West Texas Intermediate crude (NYMEX:CLQ14) fell for a sixth day, marking its longest retreat in more than two years on easing supply concerns in Iraq and Libya. Brent (NYMEX:SCQ14) also declined.
Libya is reopening two oil export terminals in the country’s east after taking control from rebels who have blocked oil shipments for the past year. Fighting in Iraq still hasn’t spread to the south, home to more than three-quarters of its output. WTI also dropped on concern Hurricane Arthur will reduce driving over the Fourth of July holiday.
“The fear about supply disruption in Iraq and Libya is starting to ease,” said Phil Flynn, senior market analyst at the Price Futures Group in Chicago. “The market is assuming that the southern oil-producing region is not going to be impacted. Arthur is going to be a significant threat to demand.”
WTI for August delivery declined 64 cents, or 0.6 percent, to $103.84 a barrel at 11:04 a.m. on the New York Mercantile Exchange. The contract fell 86 cents to $104.48 yesterday, the lowest close since June 11. The volume of all futures traded was about 10 percent below the 100-day average for the time of day.

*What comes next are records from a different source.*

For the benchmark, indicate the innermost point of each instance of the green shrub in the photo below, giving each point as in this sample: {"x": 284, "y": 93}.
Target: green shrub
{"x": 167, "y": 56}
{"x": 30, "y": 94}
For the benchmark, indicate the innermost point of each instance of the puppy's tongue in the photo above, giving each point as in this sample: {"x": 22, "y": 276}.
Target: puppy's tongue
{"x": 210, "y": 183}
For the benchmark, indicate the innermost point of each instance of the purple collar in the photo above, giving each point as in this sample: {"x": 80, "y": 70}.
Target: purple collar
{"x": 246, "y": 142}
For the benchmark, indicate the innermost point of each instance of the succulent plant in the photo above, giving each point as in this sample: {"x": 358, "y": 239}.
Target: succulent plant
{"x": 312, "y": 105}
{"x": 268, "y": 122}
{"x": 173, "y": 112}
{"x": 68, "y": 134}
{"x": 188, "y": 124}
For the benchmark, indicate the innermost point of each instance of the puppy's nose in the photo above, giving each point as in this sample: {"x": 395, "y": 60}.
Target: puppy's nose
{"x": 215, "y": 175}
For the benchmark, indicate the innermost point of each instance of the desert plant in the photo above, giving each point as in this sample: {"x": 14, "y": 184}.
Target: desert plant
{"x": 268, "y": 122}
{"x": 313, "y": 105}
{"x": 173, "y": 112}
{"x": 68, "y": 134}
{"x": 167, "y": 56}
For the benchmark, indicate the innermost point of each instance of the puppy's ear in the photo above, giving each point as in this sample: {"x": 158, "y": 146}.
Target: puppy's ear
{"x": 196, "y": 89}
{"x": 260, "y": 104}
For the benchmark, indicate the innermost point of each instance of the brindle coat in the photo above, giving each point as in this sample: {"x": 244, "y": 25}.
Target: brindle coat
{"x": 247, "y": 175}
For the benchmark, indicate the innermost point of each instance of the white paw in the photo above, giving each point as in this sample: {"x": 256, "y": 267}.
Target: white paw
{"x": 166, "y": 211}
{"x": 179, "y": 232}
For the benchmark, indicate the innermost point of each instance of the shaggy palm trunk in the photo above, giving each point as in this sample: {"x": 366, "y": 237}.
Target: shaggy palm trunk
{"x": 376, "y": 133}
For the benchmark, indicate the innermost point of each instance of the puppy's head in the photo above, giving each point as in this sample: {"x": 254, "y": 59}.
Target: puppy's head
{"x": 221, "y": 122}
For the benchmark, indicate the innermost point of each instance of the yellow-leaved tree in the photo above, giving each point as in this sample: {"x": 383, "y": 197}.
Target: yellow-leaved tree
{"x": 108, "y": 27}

Brent for August settlement dropped 53 cents, or 0.5 percent, to $110.71 a barrel on the London-based ICE Futures Europe exchange. Volume was 58 percent above the 100-day average. The European benchmark crude traded at a premium of $6.88 to WTI on ICE. The spread narrowed for a third day yesterday to close at $6.76.
Es Sider and Ras Lanuf, Libya’s biggest and third-largest oil ports, were handed over to government control yesterday after a deal with rebels, according to Ahmed al-Amin, a government spokesman. The two terminals, which can handle a combined 560,000 barrels a day of crude, could boost Libya’s export capacity almost fivefold. Preparations are under way to ensure the ports operate at maximum capacity, the Libyan government said on its website.
“We are in a corrective phase, as a result of no interruption in Iraqi crude supplies and renewed hints that Libyan oil production may rise,” Harry Tchilinguirian, head of commodity markets strategy at BNP Paribas SA in London, said by e-mail. “If Libyan exports do not resume quickly, the market will discard the announcement relatively quickly as it did on previous occasions.”